Students completed practical assessments that aim to develop their investment decision-making skills, Scrimgeour said.
"Students get to work on a fund simulation project using our brand-new finance trading software.
"This hi-tech simulation project provides the student with the experience of buying and selling shares, bonds, commodities and compete to build the most valuable portfolios.
"In the accounting papers, we teach the student to work with clients to help them make their businesses more profitable and successful and reduce their exposure to financial risk."
Toi Ohomai Institute of Technology accounting tutor Josef Langreiter said more than 100 students were enrolled in accounting papers across its Rotorua and Tauranga campuses.
"With the advancements in technology, accounting cloud-based systems and the expanding role of what an accountant does the profession has become more dynamic and appealing to students."
Toi Ohomai offered three accounting courses, The Bachelor of Applied Management (Accounting), New Zealand Diploma in Business (Accounting Strand) and the New Zealand Certificate in Business (Accounting Support Services).
Accounting was also incorporated into several business courses. Students learn the fundamentals and concepts of accounting, financial accounting, management accounting, audit, taxation and finance.
"Our students are noticeably more involved in share market investments due to platforms like Sharesies and Hatch. They are developing experience around risk and return without having to risk much."
Langreiter said there was nothing new about compound growth and it was important to bear in mind that $1m in 65 years will not have the buying power of today.
"If inflation averages 2 per cent over the next 65 years it would have the buying power of $300,000.
"Ideally we should both save and invest..."
Personal finance lead at Sorted, Tom Hartmann, said they offered Sorted in Schools, which was a free financial capability programme aligned to the national curriculum, for Year 9 to 13 students.
Hartmann said many parents want to do as much as they can to give their children a head start.
"The question is what is the best thing they can do. Putting money into managed funds is good but it depends on the end goal."
Papamoa Beach mum Kim Fifield opened a Hatch Kids Account on behalf of her 15-year-old son Jack in the first week of March.
Fifield said her son has Fetal Valproate Syndrome (FVS), autism, Global Developmental Delay, ADHD and epilepsy, and she hoped by opening an account for him would teach him to make better decisions about money and achieve financial security.
"Jack is an awesome 15 years old... Given his issues and cognitive abilities, it is incredibly important to me to try to ensure his finances are in order for his future," she said.
"I hope that through investing in shares, Jack sees how his money can grow if he chooses to invest it rather than spending it on frivolous things.
"If at periods he is able to withdraw a portion to buy assets for himself, it would lead him to understand the rewards of investing in shares."
Fifield said while she understood there were fluctuations in the market, which can be higher risk, Jack's returns were currently in excess of $2500 in less than four months - an 11 per cent growth.
"In four months a bank account will have only earned him about $30 (0.4 per cent) from interest.
"As a parent, I'd prefer to see his money working for him long term in a portfolio than a bank account whose results are less than inspiring in encouraging saving."

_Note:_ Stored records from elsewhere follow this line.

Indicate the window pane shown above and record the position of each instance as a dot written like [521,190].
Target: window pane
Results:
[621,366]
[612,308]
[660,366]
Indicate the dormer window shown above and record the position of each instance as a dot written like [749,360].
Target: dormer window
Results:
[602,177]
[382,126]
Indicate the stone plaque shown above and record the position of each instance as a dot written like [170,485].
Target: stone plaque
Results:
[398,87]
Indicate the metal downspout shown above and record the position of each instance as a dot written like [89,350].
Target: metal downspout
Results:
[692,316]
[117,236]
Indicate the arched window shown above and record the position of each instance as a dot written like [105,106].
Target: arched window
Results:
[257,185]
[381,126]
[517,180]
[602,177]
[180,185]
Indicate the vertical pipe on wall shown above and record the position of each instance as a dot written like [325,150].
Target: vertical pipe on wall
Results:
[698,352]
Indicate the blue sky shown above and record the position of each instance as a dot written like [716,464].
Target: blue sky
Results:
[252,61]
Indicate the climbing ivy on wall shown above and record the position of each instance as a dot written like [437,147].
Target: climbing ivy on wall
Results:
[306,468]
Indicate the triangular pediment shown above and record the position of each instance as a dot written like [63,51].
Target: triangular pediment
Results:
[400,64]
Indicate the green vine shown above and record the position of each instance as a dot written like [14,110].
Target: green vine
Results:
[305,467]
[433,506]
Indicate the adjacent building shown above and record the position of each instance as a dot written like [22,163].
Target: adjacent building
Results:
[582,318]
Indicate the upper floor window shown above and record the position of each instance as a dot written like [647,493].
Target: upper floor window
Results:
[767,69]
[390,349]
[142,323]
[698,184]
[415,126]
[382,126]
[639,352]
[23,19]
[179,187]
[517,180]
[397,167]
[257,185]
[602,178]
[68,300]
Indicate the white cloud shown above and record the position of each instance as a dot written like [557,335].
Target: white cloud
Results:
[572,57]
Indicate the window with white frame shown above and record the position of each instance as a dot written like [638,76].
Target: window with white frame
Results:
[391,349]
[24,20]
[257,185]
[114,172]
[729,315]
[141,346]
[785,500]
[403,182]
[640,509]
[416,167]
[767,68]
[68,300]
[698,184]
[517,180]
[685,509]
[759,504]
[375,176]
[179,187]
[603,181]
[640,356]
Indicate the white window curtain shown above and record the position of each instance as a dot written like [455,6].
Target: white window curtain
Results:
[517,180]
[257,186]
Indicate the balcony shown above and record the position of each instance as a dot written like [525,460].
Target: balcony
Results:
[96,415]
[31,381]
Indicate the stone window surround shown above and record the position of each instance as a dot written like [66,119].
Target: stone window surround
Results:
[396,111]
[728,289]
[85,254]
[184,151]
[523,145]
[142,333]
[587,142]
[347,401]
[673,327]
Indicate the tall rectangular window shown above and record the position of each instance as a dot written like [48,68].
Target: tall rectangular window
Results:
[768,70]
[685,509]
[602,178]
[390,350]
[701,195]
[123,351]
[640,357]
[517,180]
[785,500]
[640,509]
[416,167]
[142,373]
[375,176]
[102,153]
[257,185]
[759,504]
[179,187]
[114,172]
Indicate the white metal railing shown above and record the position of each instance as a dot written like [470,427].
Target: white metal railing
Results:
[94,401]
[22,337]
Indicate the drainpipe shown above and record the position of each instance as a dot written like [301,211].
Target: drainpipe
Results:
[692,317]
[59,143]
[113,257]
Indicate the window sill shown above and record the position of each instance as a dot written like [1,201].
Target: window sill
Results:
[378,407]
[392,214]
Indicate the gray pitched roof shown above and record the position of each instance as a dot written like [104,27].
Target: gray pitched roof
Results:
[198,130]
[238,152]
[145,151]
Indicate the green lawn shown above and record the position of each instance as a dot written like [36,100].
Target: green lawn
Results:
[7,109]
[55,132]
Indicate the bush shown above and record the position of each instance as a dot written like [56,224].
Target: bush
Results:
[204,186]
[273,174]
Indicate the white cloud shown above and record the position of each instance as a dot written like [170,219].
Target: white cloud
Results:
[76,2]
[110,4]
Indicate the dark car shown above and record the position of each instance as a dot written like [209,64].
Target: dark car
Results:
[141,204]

Although Fifield said she was still learning about the stock market she was trying to be "fairly diverse" in her investment approach rather than putting all her eggs in one basket.
"I am planning on a similar approach with Jack's portfolio," she said.
"I do want to put choices forward to Jack about what he would like to invest in going forward and I can foresee fairly plentiful and interesting conversations with him about investing in the future."